さらに、境界値の扱いでは「500未満」といった表現よりも「499まで」「500を含む」といった具体的な値で条件を記述する重要性を共有しました。こうした粒度でディシジョンテーブルやテストリストを整理することで、仕様の抜け漏れを減らし、AI生成コードのレビュー時にもガードレールとして機能するのではないかと考えています。

テスト駆動開発のワークフロー

後半ではTDDの基本的なワークフローをおさらいし、明確な実装・仮実装・三角測量などTDDのキーフレーズを紹介しました。TDDでは、まず失敗するテスト(Red)を書き、最小限の実装でテストを通し(Green)、最後にリファクタリングでコードを整える(Refactor)というサイクルが基本になります。各キーフレーズはそのRed→Green→Refactorをスムーズに回すための考え方です。

紹介したキーフレーズ

  • 明確な実装:頭の中に浮かんだ実装をコードに落とす。書くべきコードが明確な場合は明確な実装を続ける
  • 仮実装:ベタ書きなどを駆使してテストをPASSさせる。明確な実装を続ける中で予期しないレッドバーに直面した場合など
  • 三角測量:複数のテストケースを書いて一般化を導き、実装を洗練する

演習の進め方

また、Claude Codeのカスタムコマンドを用意し、Coding DojoのPotterカタを題材に実装演習を行いました。レッドバーからの切り返しや仮実装→明確な実装への移行を、参加者に実際に体験してもらう構成です。

演習からの気づき

演習では、AIとの協業をどう設計するかという観点が盛り上がりました。たとえば「AIはかなり明確に実装まで見えているはずで、厳密なTDDをそのまま当てはめるのはやや茶番に見える」といったコメントが出たり、「TDDサイクルを徹底することでコンテキストを徐々に蓄積し、アウトプットの品質を高めることに繋がるのではないか」という話題が上がったりしました。
TDDの型をなぞるだけでなく、AIアシスタントの特性をどう取り込むかを議論できたのが印象的でした。

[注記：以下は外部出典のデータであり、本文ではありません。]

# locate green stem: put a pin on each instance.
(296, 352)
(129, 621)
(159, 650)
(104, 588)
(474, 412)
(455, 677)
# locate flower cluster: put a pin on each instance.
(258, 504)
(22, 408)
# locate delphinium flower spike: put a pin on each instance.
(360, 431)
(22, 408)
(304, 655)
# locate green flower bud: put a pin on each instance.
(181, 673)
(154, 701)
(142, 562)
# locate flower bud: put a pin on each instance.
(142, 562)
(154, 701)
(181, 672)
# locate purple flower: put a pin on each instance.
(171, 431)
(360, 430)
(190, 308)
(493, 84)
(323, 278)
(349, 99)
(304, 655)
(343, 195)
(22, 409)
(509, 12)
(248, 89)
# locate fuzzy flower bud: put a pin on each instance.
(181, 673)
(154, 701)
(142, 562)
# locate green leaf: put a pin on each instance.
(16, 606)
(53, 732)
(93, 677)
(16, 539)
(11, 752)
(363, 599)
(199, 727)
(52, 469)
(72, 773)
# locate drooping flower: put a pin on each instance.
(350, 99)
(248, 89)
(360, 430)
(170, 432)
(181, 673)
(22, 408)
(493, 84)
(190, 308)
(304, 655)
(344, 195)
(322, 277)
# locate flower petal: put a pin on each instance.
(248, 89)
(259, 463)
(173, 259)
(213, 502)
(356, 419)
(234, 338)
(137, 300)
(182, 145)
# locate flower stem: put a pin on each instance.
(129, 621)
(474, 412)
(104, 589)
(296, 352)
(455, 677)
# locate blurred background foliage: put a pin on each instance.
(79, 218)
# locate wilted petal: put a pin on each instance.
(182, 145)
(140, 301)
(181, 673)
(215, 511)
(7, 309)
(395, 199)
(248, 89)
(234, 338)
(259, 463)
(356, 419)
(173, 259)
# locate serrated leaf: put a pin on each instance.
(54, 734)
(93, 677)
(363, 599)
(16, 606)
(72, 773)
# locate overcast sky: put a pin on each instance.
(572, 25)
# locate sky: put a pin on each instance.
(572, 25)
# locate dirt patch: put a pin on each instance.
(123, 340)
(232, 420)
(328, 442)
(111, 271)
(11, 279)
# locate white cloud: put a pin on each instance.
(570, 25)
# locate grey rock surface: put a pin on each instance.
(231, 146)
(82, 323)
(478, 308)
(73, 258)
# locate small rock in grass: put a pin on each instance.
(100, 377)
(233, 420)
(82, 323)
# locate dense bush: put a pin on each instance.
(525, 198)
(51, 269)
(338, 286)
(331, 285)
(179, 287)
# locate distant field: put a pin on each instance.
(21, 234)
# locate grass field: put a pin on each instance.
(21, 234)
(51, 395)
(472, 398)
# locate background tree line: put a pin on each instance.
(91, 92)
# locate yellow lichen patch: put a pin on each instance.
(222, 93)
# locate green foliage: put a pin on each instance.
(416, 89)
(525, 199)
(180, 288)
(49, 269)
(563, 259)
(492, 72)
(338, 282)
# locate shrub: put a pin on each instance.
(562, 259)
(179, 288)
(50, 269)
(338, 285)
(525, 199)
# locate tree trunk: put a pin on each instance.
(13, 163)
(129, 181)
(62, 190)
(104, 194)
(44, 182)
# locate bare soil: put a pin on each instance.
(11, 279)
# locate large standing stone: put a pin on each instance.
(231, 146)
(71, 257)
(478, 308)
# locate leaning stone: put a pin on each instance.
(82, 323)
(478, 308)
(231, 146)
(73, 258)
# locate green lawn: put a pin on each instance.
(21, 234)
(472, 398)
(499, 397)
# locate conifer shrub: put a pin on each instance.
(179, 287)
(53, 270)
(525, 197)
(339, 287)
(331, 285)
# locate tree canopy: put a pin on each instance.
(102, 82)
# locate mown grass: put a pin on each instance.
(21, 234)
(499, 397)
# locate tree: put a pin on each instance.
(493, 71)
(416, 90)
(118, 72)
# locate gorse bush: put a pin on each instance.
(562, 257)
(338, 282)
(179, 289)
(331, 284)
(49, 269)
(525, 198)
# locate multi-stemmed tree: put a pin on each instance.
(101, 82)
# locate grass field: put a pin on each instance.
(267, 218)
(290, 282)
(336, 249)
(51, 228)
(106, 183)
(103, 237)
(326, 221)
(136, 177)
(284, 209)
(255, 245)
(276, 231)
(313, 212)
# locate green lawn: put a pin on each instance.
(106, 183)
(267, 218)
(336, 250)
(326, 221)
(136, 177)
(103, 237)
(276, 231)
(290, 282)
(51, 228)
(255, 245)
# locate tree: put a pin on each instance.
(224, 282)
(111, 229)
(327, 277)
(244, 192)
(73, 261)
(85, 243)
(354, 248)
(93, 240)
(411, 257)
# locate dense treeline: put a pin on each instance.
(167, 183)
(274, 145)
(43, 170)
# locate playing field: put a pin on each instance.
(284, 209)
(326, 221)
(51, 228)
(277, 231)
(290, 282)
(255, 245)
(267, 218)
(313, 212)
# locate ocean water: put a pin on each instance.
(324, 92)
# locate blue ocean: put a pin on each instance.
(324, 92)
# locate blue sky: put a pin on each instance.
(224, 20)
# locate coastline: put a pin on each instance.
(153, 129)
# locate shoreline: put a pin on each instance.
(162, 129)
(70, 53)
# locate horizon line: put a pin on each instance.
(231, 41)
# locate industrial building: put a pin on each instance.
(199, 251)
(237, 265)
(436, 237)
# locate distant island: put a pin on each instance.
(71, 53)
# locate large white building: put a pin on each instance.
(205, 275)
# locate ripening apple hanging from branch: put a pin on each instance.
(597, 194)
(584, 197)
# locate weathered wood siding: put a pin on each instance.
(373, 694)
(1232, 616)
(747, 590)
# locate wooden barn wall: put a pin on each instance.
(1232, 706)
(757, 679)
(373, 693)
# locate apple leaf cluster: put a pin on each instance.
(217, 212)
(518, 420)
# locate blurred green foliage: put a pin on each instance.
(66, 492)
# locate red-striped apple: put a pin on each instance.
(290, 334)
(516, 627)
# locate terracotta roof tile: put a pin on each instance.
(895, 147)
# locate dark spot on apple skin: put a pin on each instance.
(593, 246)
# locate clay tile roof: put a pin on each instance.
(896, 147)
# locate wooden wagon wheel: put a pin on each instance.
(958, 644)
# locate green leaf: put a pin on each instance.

教材としてリポジトリを公開していますので、興味があればこちらも参照いただければと思います。

今後の展望

今後は次のようなトピックを取り入れて、継続的に勉強会をアップデートしていく予定です。

  • テスト技法ドリル第3章以降の要素の取り込み
  • AIアシスタントを活用したテスト駆動ワークフローの最適化(プロンプト設計やレビュー体制の工夫)
  • 現場で実際に遭遇した仕様変更・バグ修正ケースを題材にした教材のアップデート

おわりに

テスト設計とTDDの基礎に立ち返り、AI時代にもより高い品質のプロダクト作りを目指していきたいと考えています。今回の取り組みが、同じような課題を持つ方の参考になれば幸いです。